Dana Triliunan, Kenapa Pendidikan Tidak Tersentuh?

Foto: ist

KBRN, Jakarta: Wakil Ketua Komisi X DPR RI Abdul Fikri Faqih menyatakan, seyogyanya persoalan pendidikan tidak kalah penting dengan persoalan ekonomi dan kesehatan.

Dari Rp405.1 triliun anggaran penanggulangan Covid-19, lanjut dia, tidak ada alokasi untuk sektor pendidikan sama sekali. Padahal, sektor pendidikan mendapat perhatian khusus dalam konstitusi. 

"Kalau bisa penanganan Covid-19 itu tidak hanya terkonsentrasi pada ekonomi dan kesehatan, tapi juga pendidikan," kata Fikri di Jakarta, Sabtu (15/8/2020).

Anggaran sebesar Rp405.1 triliun itu didistribusikan untuk kesehatan Rp75 triliun, perlindungan sosial Rp110 triliun, dunia usaha dan industri Rp150 triliun, dan relaksasi pajak Rp70.1 triliun. 

Sementara untuk mengatasi problema pendidikan selama masa pandemi diserahkan sepenuhnya kepada anggaran Kementerian Pendidikan dan Kebudayaan (Kemendikbud) yang hanya Rp70 triliun. Anggaran sebesar itu pasti tidak cukup untuk mengatasi problematika pendidikan.

Menurut politisi PKS ini, anggaran Covid-19 itu sempat dinaikkan menjadi Rp667 triliun dan kemudian naik lagi hingga menyentuh angka Rp900 triliun. Sektor pendidikan lagi-lagi tak tersentuh.

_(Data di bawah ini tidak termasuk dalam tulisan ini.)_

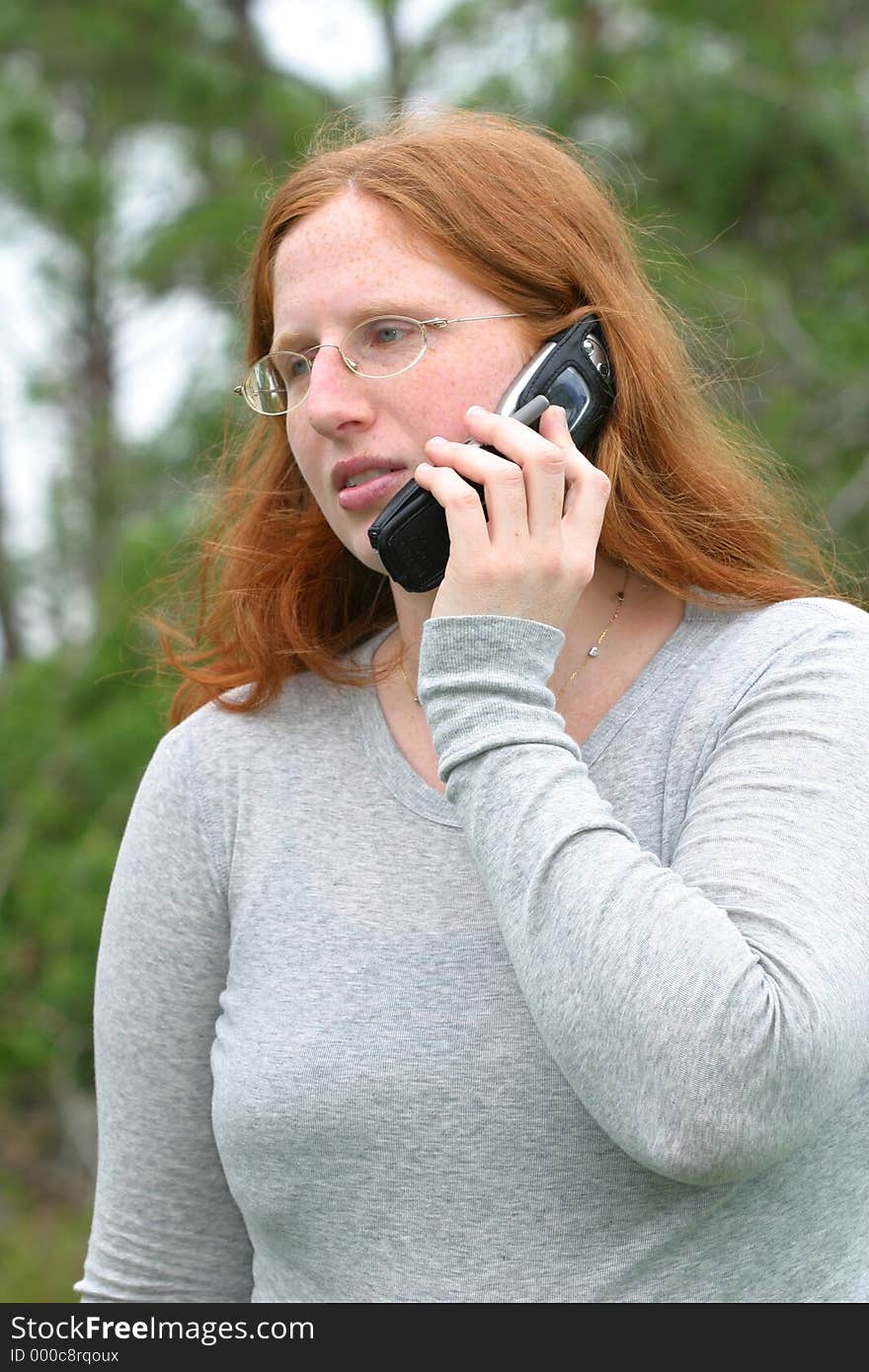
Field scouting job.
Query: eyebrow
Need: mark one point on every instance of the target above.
(290, 340)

Padahal, di sektor pendidikan ada sekitar 65 juta siswa dan mahasiswa yang mengalami kesulitan akses pendidikan selama pandemi.

"Jumlah siswa, mahasiswa, dan para orangtuanya merupakan jumlah yang riil di sektor pendidikan. Keluhan mereka adalah keluhan publik dan masyarakat Indonesia. Padahal, tidak ada alokasi anggarannya. Diserahkan sepenuhnya kepada Kemendikbud," terangnya.

"Kemendikbud sendiri anggarannya Rp76 triliun, kemudian karena ada Covid-19 di-refocusing dan dikurangi jadi Rp70 triliun. Anggaran sebesar itu untuk menghadapi problematika sekarang tidak mampu," imbuhnya.